Hi folks and congrats @Christine Wheelwright.

Thanks for the votes Culhwch, The Judge, cyprus7, Peter V, Provincial, emrosenagel and Yozh, plus the mentions :)

For the votes...
  • @johnnyjet - a change from every bad apocalyptic AI story at the moment, a house computer with a heart
  • @Lacedaemonian - story time with a rhyme and a rhythm
  • @M. Robert Gibson - time-travelling, cheese collecting mice, oh yes
As to my tale, a stupid amount has been going on over the last 6 months. I wrote this at quite a down point in a cathartic attempt to help dump stuff out of my head.

My wife loves going though charity, second-hand and antique shops. Like the tale, she has an eclectic style and while not overtly religious, she is a firm believer that something happens when we die. I don't, my logical brain beats out the imaginative one - I've been cooking up tales of gods and monsters for too long.

My cousin died the day after I wrote the story. The previous months had been slowly watching him go. I'm not sure if folks know, but there are a set number of things that happen to a person during the last 48 hours. All his life he broke rules, lived it exactly how he wanted. The last 48 hours he ticked off each thing, one after the other.

I was told by the Marie Curie nurse (they are superb by the way) that hearing is the last thing to go, and even if they don't acknowledge you, they can still hear. Whether this is true or not, didn't matter at the time.

The final part is that those about to pass away often see visions of people. My cousin did just that. Tip, if you're ever in that situation, go along with them, talk about it. Now some believe this is loved ones coming to welcome them on, others say it is just the brain playing tricks.

I don't care what the source.

All I'm glad of, if that person sees someone at the end that comforts them, surely that can only be good.

Since then, my Mom-in-law's twin also died, again another long drawn out episode.

At least they can now have peace.
 
Congratulations @Christine Wheelwright

Silver Medal @The Judge
Bronze Medal @johnnyjet

Star Wars Medals for everyone else!

My Story: I thought to myself, "What if the mice could become alive when their shadow box is opened. And if they were a carnival attraction." Later I came up with the idea about two kids sneaking into a Freak Show after it closes and befriended by a clown. My tale mutated into what I submitted.


Screenshot 2024-02-17 2.41.31 PM.png
 
I am very late, but congrats, @Christine Wheelwright!

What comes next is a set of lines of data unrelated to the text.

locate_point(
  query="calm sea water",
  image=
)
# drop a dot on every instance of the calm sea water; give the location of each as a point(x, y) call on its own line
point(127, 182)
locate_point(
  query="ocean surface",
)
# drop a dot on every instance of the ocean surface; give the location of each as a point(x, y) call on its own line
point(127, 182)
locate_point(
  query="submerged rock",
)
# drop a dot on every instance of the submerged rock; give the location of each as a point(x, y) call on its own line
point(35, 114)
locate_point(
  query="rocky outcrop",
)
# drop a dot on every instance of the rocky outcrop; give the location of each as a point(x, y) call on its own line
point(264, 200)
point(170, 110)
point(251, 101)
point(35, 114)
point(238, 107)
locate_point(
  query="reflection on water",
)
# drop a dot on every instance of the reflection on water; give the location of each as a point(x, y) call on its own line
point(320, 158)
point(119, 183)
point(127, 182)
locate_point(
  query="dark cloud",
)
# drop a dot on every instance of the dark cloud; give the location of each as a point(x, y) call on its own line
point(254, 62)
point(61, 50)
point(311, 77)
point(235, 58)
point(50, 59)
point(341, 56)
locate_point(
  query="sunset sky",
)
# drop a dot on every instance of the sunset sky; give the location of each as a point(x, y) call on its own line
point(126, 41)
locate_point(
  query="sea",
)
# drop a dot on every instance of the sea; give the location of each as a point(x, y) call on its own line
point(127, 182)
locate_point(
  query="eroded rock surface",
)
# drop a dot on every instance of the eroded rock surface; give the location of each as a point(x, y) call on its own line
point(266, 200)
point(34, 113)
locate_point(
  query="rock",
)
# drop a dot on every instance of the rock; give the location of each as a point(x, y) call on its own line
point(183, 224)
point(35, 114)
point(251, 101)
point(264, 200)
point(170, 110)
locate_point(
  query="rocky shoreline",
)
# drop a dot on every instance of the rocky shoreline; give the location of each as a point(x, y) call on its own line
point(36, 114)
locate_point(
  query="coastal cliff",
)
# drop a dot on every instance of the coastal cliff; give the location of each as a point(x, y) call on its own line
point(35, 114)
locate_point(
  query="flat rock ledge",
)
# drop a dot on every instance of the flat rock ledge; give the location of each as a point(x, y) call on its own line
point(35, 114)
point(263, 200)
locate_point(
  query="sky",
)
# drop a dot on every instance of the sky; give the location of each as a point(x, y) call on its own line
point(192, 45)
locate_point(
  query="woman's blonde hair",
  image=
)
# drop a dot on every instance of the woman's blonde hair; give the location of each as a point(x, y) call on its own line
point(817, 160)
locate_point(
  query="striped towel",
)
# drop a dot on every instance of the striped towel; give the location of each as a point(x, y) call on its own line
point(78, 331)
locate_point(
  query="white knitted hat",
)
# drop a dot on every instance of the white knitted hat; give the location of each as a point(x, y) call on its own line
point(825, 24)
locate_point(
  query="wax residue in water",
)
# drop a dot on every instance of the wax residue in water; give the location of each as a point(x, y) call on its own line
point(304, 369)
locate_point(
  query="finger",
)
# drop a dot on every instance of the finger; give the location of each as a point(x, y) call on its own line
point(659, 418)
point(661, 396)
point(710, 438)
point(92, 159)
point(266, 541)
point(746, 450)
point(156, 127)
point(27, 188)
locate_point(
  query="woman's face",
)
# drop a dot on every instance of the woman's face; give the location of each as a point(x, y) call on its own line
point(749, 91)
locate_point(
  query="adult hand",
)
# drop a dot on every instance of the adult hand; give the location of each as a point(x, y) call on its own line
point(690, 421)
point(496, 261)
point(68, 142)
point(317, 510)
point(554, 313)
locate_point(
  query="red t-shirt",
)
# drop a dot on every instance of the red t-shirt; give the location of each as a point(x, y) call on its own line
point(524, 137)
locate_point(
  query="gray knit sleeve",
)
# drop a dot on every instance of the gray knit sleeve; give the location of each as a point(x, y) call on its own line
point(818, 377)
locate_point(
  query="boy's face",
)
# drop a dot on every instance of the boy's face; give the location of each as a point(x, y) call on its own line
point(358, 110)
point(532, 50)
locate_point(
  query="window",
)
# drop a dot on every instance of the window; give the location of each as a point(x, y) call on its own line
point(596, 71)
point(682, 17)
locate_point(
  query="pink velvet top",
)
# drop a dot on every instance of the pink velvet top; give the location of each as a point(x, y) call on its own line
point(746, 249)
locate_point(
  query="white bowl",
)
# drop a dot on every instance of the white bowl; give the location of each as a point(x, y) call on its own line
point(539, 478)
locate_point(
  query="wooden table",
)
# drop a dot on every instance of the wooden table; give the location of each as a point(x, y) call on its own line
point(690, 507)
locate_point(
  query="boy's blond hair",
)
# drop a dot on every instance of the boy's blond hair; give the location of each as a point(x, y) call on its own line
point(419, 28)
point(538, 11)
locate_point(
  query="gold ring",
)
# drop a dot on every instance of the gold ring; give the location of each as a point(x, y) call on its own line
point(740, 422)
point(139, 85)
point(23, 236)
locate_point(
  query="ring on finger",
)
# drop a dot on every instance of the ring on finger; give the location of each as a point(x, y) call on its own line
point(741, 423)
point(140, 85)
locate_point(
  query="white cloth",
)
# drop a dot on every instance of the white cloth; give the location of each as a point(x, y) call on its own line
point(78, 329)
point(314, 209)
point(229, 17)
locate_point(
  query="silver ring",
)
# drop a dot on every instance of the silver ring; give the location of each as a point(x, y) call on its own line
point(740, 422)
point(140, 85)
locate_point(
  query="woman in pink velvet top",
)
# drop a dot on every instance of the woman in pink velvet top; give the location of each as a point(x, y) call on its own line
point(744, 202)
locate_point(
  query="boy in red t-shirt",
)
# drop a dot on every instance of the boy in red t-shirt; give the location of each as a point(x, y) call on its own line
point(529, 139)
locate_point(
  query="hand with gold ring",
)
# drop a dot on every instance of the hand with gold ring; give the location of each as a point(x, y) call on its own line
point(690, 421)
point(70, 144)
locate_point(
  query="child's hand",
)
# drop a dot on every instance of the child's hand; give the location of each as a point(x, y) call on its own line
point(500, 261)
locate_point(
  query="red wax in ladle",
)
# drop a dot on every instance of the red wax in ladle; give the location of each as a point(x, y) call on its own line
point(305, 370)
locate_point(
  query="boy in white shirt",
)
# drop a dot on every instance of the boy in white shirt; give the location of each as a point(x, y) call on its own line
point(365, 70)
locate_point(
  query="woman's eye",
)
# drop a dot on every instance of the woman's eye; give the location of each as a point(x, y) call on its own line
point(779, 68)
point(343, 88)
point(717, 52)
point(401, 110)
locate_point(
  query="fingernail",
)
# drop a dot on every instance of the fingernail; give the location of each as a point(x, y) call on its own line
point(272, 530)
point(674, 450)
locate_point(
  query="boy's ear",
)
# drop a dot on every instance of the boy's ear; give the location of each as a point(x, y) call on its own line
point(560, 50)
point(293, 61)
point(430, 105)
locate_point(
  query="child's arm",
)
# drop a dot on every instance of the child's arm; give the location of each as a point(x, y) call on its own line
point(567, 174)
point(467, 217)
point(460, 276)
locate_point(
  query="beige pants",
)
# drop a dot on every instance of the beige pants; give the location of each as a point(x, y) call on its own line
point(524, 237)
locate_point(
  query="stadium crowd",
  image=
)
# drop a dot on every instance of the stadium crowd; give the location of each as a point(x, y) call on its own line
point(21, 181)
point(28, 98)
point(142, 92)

Thank you so much for the votes, @Lacedaemonian, @nixie and @sule, and thanks as well to those who listed or mentioned my story. I'm not entirely sure where it came from, but for some reason when I saw the picture, I thought, those mice are in the middle of their own version of the Great War. because of course. And apparently I'm not the only one who thought about mouse wars! Anyway, it all evolved from there.